LensCrafters is an international retailer of prescription eyewear and prescription sunglasses. Its stores usually host independent optometrists on-site or in an adjacent store. The company has its corporate headquarters in Mason, Ohio, a suburb of Cincinnati in the US.

LensCrafters has been a wholly owned subsidiary of Luxottica (now part of EssilorLuxottica), the largest eyewear company in the world) since 1995. At the end of 2018, Luxottica operated 1,158 LensCrafters stores, of which 1,050 are located in North America and 108 are located in Vietnam, China, Hong Kong and India.

== History ==
LensCrafters was founded in March 1983 by E. Dean Butler, who had been a manager with Procter & Gamble. Butler first developed the idea for a "while you wait" eyeglass retailer after helping a Procter & Gamble colleague produce television commercials for a family optical business in the late 1970s.

LensCrafters achieved sales of $2 million in its first year of operation before Butler sold the company to the United States Shoe Corporation in 1984. Butler remained as LensCrafters' CEO until 1988.

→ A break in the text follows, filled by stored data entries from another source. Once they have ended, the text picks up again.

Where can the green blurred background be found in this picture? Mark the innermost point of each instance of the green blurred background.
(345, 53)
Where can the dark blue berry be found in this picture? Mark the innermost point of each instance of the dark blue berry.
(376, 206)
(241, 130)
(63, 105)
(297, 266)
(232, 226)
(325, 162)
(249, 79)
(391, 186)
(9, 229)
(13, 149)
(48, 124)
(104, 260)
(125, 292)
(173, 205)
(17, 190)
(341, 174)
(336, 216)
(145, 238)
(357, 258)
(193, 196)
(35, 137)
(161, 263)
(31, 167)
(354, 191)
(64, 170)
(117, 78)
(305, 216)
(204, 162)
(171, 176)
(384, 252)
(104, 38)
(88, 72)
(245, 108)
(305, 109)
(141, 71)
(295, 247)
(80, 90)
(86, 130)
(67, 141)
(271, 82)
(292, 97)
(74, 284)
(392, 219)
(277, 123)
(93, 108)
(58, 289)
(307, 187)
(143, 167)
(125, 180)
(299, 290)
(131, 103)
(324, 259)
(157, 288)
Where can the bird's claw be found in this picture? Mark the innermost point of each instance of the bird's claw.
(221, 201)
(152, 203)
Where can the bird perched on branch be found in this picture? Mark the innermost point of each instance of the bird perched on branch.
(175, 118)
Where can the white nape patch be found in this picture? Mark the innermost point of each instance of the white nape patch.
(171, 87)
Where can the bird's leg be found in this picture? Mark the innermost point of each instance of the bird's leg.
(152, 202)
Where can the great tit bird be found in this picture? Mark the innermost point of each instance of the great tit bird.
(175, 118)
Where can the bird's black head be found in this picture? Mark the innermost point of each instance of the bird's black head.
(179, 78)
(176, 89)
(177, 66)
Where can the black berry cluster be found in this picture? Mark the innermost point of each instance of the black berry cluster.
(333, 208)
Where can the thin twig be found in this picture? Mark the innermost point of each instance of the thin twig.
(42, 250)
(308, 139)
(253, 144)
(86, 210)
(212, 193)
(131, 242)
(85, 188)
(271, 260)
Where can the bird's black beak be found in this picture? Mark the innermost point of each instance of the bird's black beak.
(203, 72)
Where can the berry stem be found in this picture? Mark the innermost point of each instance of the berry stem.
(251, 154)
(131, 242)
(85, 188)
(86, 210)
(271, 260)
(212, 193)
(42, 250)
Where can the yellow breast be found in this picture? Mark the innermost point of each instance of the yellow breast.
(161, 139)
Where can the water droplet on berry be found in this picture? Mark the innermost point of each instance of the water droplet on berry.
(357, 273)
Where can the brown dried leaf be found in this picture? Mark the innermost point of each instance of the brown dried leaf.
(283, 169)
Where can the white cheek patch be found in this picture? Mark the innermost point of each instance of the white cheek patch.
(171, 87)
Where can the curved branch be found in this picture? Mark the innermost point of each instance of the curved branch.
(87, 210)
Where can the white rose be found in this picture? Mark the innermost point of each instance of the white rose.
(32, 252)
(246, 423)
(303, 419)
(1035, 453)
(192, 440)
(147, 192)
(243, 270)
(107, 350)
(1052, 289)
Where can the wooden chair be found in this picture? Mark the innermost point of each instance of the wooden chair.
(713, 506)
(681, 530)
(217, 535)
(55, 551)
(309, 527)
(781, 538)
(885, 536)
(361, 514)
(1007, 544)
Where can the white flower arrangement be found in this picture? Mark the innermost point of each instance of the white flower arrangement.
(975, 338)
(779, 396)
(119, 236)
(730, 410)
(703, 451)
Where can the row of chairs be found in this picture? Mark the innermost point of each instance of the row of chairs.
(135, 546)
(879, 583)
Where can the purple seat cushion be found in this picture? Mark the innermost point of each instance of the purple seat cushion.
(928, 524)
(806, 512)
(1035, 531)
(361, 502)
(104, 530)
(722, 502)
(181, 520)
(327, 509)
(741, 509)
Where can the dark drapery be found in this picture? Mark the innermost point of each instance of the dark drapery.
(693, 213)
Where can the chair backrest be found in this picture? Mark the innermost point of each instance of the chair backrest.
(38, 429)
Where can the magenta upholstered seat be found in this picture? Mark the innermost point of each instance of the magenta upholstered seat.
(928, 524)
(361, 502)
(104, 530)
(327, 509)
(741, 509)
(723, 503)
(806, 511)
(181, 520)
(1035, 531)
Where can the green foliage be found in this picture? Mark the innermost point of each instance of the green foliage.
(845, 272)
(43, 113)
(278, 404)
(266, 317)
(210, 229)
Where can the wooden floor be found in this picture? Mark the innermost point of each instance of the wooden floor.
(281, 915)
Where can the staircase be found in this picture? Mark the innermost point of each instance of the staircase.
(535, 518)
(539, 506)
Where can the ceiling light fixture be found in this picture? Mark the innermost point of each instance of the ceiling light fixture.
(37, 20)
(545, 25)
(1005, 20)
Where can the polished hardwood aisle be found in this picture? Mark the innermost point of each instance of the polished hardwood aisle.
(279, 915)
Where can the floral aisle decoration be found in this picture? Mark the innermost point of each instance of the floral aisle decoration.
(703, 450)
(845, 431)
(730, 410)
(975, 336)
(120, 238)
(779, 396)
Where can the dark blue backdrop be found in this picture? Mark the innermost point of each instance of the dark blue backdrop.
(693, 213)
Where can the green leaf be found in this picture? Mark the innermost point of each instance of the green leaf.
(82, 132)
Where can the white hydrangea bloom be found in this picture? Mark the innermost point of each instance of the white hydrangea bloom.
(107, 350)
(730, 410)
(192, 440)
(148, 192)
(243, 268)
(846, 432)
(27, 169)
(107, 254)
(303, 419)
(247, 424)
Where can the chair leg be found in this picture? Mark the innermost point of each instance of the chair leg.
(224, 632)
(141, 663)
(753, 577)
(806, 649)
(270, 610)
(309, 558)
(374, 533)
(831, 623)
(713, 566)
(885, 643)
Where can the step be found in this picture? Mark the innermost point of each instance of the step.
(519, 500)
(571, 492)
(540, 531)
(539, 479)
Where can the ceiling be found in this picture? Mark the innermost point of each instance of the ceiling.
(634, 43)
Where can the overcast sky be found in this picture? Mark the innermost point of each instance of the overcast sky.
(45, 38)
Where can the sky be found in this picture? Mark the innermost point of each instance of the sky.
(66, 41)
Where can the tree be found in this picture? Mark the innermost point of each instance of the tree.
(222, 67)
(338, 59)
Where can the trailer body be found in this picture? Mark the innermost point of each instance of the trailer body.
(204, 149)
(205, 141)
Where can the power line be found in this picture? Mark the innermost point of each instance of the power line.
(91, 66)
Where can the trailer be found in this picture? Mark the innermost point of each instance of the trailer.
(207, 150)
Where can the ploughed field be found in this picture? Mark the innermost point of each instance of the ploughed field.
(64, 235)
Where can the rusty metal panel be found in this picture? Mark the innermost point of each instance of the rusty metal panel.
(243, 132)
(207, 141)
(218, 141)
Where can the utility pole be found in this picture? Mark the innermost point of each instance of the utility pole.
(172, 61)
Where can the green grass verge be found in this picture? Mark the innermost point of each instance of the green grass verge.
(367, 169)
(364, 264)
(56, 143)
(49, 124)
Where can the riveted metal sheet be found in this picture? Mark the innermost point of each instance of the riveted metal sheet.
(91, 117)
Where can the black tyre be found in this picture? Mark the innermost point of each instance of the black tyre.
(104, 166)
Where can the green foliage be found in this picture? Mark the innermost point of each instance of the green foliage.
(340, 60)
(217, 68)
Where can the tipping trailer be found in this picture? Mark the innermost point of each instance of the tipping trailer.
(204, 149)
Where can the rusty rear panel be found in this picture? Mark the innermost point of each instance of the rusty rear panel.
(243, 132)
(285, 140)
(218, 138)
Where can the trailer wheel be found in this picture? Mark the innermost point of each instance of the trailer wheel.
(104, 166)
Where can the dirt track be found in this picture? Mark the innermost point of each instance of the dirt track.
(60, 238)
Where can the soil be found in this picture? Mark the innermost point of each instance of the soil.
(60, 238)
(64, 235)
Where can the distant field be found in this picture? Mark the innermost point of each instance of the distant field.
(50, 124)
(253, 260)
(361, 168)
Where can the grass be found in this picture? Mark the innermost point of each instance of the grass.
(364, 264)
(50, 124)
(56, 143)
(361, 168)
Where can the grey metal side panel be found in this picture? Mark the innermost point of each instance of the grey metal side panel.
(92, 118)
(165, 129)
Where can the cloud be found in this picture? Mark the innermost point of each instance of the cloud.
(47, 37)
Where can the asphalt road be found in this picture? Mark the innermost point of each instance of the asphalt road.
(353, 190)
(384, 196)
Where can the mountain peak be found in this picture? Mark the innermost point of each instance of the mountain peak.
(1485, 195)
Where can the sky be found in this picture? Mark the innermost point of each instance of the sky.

LensCrafters had just three locations when U.S. Shoe purchased it; by 1989, there were 350 locations, and LensCrafters was generating 40% of U.S. Shoe's operating income.

In 1992, LensCrafters surpassed Pearle Vision to become the largest chain of eyeglass retailers in the United States, with roughly $660 million in annual revenue.

In 1995, Luxottica launched a hostile takeover attempt of U.S. Shoe, with the goal of acquiring LensCrafters. Luxottica announced in April 1995, that it had reached an agreement to purchase U.S. Shoe for $1.4 billion.

Luxottica acquired Pearle Vision in 2004, combining the country's two largest eyewear retailers. Though most locations can still provide glasses and frames same-day, that line of business has become de-emphasized over time for the luxury market.